The AIST and the Nippon Sheet Glass Co., Ltd. have decided to develop a novel window glass for energy saving, through a joint research. The glass uses a semiconductor-to-metal phase transition material for automatic solar heat control, together with other materials for optical tailoring and multifunctional performance. The newly developed window glass is smart as to shade the extra solar radiation in summer but to introduce solar heat in winter, changing automatically in response to the environment temperature. Multifunction performances are achieved through precise material selection and structural optimization.

従来の省エネルギー窓ガラス開発

 住宅全体の熱の出入りのうち、冬季に窓から流出する熱の割合は48%、夏季に窓から流入する熱の割合は71%に達する。従って、窓に熱の流入・流出の制御機能をもたせれば、冷暖房の効率化により、民生部門のCO2排出量の削減に大きく寄与することができる。現在、断熱性を持たせた省エネルギー窓としては複層ガラスなどが市販されているが、これらは光学特性が常に一定で季節に応じて適切に変化することはない。また、これまでも電気や水素ガスを導入し、それを制御して調光性を持たせたガラスなどが研究されてきたが、普及できる程度の製品化に至った例はほとんどない。

新しい省エネルギー窓ガラス

 産総研で考案した画期的省エネルギーガラスの機能を波長別に説明する(図1)。ここで黒線は太陽光の日射スペクトル、青線は人間の目に対する視感度を示す。また、赤の点線は、常温付近の黒体放射スペクトルで、冬に窓を通して室内から失われる熱に関連する。

図1
図1 産総研で考案した画期的ガラスの波長別機能

 このガラスは、健康に有害で室内にある物品の劣化を促進する紫外線(300〜380nm)をほぼ全面的に遮断するとともに、太陽光がもつ紫外線のエネルギーを積極的に利用する。つまり光触媒材料を使って吸収した紫外線によりセルフクリーニング機能や環境浄化機能などを持たせることができる。

 可視光(380〜760nm)は常に透過させて、室内を快適な一定の透明度に保つ。光学設計を精密に行えば可視光の透過率が制御できるので、夏には眩しい太陽光の透過を抑制し、冬の暗いときには可視光の透過率を高くすることも可能である。
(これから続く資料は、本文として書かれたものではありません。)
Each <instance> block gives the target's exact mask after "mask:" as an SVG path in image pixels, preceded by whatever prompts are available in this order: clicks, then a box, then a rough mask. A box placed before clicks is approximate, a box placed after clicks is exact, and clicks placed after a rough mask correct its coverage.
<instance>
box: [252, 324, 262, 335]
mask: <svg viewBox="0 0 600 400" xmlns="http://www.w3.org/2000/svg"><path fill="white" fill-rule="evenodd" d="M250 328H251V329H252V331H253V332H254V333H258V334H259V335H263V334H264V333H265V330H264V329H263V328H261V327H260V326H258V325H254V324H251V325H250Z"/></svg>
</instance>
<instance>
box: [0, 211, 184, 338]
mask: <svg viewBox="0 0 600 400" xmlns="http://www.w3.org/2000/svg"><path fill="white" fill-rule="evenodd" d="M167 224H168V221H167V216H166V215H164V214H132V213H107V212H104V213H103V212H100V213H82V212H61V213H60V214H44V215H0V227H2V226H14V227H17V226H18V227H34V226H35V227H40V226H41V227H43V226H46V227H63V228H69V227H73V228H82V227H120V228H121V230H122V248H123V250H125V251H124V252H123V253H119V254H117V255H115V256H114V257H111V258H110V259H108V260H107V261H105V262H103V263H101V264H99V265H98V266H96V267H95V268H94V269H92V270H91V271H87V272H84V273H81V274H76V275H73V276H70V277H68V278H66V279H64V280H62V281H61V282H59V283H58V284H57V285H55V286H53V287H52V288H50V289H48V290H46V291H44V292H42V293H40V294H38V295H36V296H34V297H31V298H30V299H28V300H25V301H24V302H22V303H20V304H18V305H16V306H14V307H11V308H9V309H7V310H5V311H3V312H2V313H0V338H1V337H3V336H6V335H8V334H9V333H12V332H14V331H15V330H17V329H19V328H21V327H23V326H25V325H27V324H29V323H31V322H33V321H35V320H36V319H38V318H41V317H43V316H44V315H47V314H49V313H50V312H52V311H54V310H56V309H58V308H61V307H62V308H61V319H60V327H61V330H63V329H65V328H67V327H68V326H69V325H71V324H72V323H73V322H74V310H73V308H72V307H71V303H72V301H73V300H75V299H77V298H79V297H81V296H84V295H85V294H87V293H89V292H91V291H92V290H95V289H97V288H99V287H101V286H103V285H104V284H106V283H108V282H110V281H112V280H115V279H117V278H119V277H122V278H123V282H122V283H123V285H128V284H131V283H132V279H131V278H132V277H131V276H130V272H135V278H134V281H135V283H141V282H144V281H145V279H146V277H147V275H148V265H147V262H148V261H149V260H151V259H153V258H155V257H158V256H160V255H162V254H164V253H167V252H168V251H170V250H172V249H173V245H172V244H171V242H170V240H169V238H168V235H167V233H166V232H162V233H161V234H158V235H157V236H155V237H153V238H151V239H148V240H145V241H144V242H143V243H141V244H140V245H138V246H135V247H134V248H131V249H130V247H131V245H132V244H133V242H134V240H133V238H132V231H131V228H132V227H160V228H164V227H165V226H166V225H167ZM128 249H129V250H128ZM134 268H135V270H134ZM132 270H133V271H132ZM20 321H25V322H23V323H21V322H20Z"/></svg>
 人間が暑さや暖かさを感じる近赤外部分(0.8〜2.5µm)の太陽光については付加設備なしでも、気温の変化に応じて自動的にその透過量の制御を行う。すなわち、夏には太陽熱が室内に入りにくく、冬には太陽熱が室内に入りやすくする切り替えが環境温度によって自動的に行われ、快適な居住環境と省エネルギーの両立が達成できる。

 さらに、このガラスは遠赤外線領域では高い反射率を示すので、冬には室内の暖房熱の流出を防ぎ、窓に優れた断熱性を持たせることができる。

 以上のような、画期的な省エネルギー型の多機能窓ガラスが、相転移材料や光触媒材料などを複層コーティングすることによって達成された。今回、25mm角のガラス試料を作製し、それが可視光透過率は約60%、太陽熱透過率の変化量は約20%から60%、その切り替えを10℃から68℃の間に設定した温度で自在に制御できる、といった製品化に必要な基本的な機能をもっていることが確認できた。

 図2には、サンプルの透過率スペクトルの一例を示した。冬には、黒で示すように特に暖かさを感じさせる太陽光の近赤外部分を大きく透過させるが、夏には赤のスペクトルへと変化して日射熱をカットする。

図2
図2 実験室レベルで得られたサンプルの透過率スペクトルの一例
冬季と夏季及びその差で表す。サンプルの外観を右に示す。

産業界との連携で製品化へ

 産総研と日本板硝子株式会社は、気温によって自動的に太陽熱エネルギーを制御し、夏には太陽熱が室内に入りにくく、冬には太陽熱が室内に入りやすくする省エネルギー型多機能窓ガラスを共同で開発し、3年以内を目処に製品化を目指す。製品化したガラスの構造及び機能イメージを図3で示す。産総研が持つ研究成果と高い技術力を技術移転するとともに、日本板硝子の持つ高い生産技術や機能性ガラスに対する生産能力を生かして、住宅用窓ガラスとして使用できるサイズの太陽熱エネルギー自動制御多機能窓ガラスを、従来の省エネガラスとほぼ同様のコストで製品化することを目標としている。